Beilstein Journal of Organic Chemistry ( IF 2.2 ) Pub Date : 2023-05-26 , DOI: 10.3762/bjoc.19.53 Oleksandr V Kolomiiets 1, 2 , Alexander V Tsygankov 1, 3 , Maryna N Kornet 4 , Aleksander A Brazhko 4 , Vladimir I Musatov 1 , Valentyn A Chebanov 1, 2
Abstract
Peptidomimetics with a substituted imidazo[1,2-a]pyridine fragment were synthesized by a tandem of Groebke–Blackburn–Bienaymé and Ugi reactions. The target products contain substituted imidazo[1,2-a]pyridine and peptidomimetic moieties as pharmacophores with four diversity points introduced from readily available starting materials, including scaffold diversity. A small focused compound library of 20 Ugi products was prepared and screened for antibacterial activity.

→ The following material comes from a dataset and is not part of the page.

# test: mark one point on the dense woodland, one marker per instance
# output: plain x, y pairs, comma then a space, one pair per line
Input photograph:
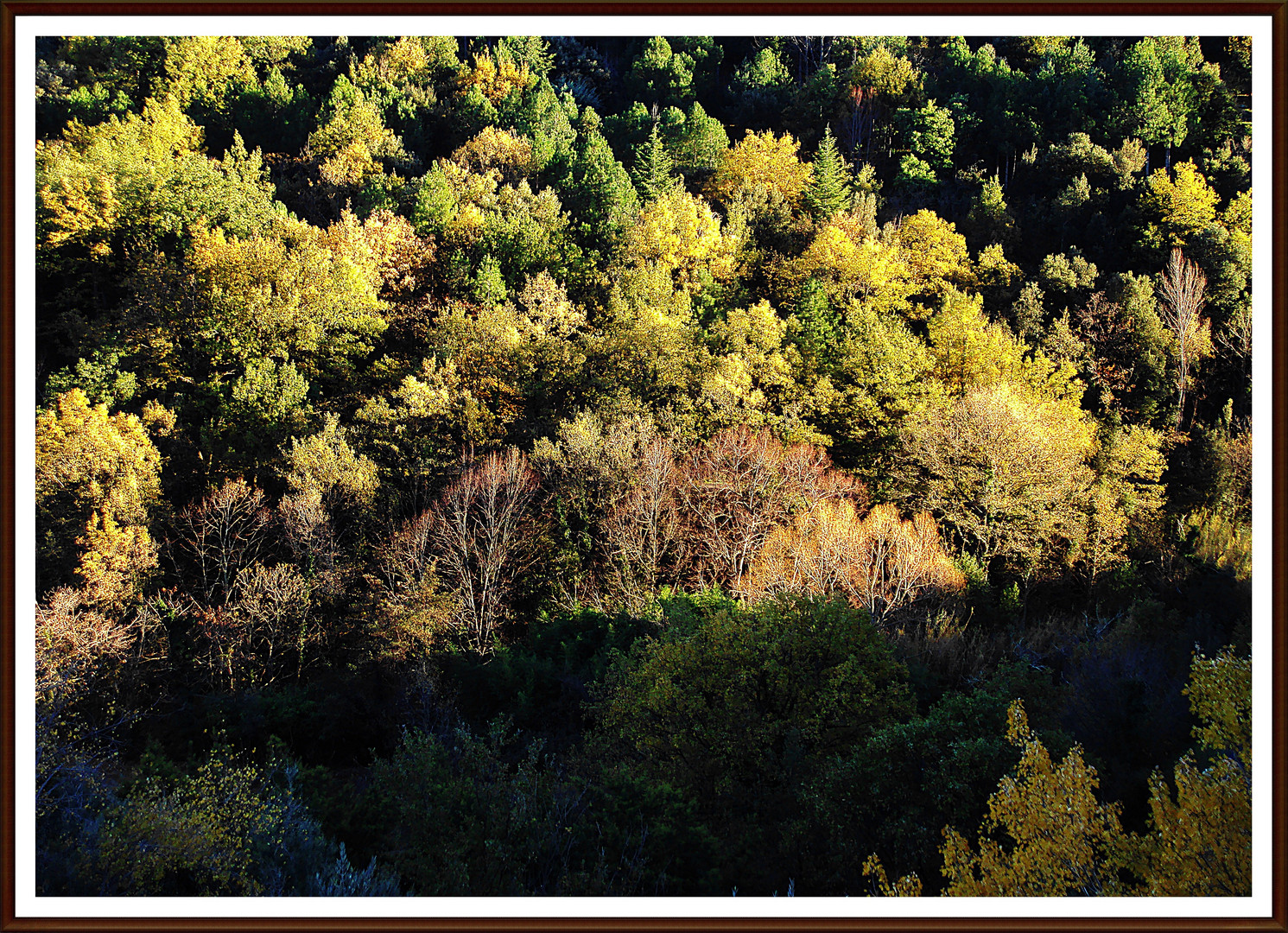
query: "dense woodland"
695, 466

Beilstein J. Org. Chem. 2023, 19, 727–735. doi:10.3762/bjoc.19.53
中文翻译:
通过 Groebke–Blackburn–Bienaymé 和 Ugi 反应串联合成含咪唑并 [1,2-a] 吡啶的拟肽
摘要
通过 Groebke-Blackburn-Bienaymé 和 Ugi 反应串联合成具有取代的咪唑并 [1,2- a ] 吡啶片段的拟肽。目标产品包含取代的咪唑并 [1,2- a ] 吡啶和拟肽部分作为药效团,具有从现成的起始材料引入的四个多样性点,包括支架多样性。制备了一个包含 20 种 Ugi 产品的小型重点化合物库,并筛选了抗菌活性。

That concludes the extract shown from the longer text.